Pathway analysis of genetic markers associated with a functional MRI faces paradigm implicates polymorphisms in calcium responsive pathways.

Several lines of evidence suggest that common polygenic variation influences brain function in humans. Combining high-density genetic markers with brain imaging techniques is constricted by the practicalities of collecting sufficiently large brain imaging samples. Pathway analysis promises to leverage knowledge on function of genes to detect recurring signals of moderate effect. We adapt this approach, exploiting the deep information collected on brain function by fMRI methods, to identify molecular pathways containing genetic variants which influence brain activation during a commonly applied experiment based on a face matching task (n=246) which was developed to study neural processing of faces displaying negative emotions. Genetic markers moderately associated (p<10(-4)) with whole brain activation phenotypes constructed by applying principal components to contrast maps, were tested for pathway enrichment using permutation based methods.

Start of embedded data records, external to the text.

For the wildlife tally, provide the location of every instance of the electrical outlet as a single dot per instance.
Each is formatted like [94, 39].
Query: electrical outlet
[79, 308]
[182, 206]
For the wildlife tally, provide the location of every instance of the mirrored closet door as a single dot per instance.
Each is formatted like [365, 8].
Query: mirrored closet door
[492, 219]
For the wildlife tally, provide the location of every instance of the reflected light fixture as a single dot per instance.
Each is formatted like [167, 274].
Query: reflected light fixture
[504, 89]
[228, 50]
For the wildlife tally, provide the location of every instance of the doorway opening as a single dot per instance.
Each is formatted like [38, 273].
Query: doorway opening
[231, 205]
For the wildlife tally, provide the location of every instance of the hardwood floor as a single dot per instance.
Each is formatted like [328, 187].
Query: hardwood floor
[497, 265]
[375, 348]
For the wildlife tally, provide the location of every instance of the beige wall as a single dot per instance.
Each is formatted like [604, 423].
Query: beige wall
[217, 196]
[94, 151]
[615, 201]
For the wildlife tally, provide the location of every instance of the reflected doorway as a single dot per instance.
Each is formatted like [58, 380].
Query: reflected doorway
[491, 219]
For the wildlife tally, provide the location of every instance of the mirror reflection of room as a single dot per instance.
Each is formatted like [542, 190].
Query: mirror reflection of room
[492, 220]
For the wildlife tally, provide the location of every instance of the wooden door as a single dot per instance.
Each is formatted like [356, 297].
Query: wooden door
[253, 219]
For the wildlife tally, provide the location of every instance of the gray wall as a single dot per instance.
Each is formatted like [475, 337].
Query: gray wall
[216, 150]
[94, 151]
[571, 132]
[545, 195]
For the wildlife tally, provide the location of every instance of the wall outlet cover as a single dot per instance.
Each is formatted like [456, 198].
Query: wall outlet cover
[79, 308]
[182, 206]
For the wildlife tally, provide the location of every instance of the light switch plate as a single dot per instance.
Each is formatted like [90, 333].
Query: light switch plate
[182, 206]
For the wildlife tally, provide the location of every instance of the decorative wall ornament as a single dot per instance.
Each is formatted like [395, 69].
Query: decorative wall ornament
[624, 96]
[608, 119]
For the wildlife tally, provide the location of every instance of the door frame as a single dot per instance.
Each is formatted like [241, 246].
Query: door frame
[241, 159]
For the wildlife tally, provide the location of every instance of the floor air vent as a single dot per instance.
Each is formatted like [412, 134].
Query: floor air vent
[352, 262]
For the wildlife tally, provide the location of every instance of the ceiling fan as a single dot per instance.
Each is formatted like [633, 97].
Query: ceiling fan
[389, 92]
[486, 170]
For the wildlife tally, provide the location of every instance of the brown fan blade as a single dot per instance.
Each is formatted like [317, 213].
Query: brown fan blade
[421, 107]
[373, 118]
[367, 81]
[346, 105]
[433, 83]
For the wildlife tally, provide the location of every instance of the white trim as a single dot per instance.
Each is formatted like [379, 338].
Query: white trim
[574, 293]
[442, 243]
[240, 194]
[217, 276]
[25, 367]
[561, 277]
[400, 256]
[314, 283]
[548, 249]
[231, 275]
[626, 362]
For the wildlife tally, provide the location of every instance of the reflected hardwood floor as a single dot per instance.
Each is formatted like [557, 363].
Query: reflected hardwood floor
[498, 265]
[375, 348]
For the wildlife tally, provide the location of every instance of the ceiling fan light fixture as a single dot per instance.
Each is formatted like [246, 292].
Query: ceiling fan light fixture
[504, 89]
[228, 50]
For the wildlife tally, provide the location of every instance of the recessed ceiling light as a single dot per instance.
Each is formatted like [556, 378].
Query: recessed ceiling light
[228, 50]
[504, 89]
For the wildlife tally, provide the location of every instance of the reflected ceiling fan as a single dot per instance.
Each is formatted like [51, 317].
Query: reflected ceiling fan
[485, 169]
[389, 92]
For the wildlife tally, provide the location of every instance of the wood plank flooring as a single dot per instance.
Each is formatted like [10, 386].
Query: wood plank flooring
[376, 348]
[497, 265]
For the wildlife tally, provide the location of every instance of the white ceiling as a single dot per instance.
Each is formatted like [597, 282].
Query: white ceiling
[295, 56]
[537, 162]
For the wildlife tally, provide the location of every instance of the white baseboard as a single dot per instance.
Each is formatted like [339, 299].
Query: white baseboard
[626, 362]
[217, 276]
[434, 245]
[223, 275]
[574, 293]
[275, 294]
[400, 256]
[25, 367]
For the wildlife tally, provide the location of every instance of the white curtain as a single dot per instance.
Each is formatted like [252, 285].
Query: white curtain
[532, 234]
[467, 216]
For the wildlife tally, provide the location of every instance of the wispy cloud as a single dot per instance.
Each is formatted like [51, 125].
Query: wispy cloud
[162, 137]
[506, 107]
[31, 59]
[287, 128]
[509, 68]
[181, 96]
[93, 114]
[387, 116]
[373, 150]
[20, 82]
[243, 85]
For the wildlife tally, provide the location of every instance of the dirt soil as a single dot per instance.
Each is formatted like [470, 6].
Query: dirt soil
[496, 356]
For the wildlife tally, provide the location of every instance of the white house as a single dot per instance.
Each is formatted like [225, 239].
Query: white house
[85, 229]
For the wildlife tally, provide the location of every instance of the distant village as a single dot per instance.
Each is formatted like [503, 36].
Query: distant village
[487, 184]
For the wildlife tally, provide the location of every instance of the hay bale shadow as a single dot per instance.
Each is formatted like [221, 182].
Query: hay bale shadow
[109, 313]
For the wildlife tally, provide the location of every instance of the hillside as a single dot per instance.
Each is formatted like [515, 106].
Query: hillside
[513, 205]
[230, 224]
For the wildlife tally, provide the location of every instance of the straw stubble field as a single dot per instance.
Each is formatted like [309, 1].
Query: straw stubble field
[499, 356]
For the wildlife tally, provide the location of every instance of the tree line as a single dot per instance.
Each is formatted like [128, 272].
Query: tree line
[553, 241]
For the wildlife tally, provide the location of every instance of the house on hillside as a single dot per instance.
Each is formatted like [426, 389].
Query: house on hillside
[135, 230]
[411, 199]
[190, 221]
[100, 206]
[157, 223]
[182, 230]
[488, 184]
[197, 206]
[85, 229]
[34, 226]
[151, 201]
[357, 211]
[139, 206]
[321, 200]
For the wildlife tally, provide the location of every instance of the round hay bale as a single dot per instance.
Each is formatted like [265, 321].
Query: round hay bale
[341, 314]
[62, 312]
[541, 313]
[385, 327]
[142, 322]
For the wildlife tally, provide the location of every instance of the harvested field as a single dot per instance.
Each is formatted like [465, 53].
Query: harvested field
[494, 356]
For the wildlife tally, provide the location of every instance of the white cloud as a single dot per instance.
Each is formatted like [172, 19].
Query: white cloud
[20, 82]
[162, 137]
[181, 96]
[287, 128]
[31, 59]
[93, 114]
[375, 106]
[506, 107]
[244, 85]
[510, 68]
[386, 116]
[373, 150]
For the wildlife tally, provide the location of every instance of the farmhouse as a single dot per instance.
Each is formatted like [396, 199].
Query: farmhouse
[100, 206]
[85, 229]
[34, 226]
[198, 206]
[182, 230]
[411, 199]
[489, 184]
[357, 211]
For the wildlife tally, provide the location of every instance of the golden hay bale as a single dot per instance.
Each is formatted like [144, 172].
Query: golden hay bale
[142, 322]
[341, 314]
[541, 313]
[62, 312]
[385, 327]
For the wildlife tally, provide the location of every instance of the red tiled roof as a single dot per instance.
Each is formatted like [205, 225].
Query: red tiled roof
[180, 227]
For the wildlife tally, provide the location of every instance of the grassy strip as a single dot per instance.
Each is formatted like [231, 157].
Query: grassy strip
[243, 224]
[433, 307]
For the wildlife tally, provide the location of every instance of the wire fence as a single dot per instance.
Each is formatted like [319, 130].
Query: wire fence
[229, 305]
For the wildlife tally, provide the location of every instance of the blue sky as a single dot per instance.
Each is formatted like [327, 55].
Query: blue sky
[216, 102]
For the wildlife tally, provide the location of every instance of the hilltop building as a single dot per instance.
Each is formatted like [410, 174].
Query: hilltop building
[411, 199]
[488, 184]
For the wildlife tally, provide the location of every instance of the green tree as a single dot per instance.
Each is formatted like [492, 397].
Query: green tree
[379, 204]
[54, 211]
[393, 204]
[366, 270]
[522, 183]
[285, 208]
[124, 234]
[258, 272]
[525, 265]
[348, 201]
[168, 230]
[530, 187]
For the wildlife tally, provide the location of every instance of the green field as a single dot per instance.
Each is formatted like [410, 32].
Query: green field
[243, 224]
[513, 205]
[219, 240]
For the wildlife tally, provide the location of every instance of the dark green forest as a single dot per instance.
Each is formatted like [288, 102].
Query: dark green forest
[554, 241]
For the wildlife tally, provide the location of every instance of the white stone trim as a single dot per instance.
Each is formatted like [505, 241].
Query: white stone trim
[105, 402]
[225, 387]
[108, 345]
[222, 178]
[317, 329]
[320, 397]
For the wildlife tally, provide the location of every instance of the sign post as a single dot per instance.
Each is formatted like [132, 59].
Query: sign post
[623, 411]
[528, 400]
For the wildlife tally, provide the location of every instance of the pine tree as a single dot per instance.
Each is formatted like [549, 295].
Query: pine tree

The most significant pathways are related to post NMDA receptor activation events, driven by genetic variants in calcium/calmodulin-dependent protein kinase II (CAMK2G, CAMK2D) and a calcium-regulated nucleotide exchange factor (RASGRF2) in which all are activated by intracellular calcium/calmodulin. The most significant effect of the combined polygenic model were localized to the left inferior frontal gyrus (p=1.03 × 10(-9)), a region primarily involved in semantic processing but also involved in processing negative emotions. These findings suggest that pathway analysis of GWAS results derived from principal component analysis of fMRI data is a promising method, to our knowledge, not previously described.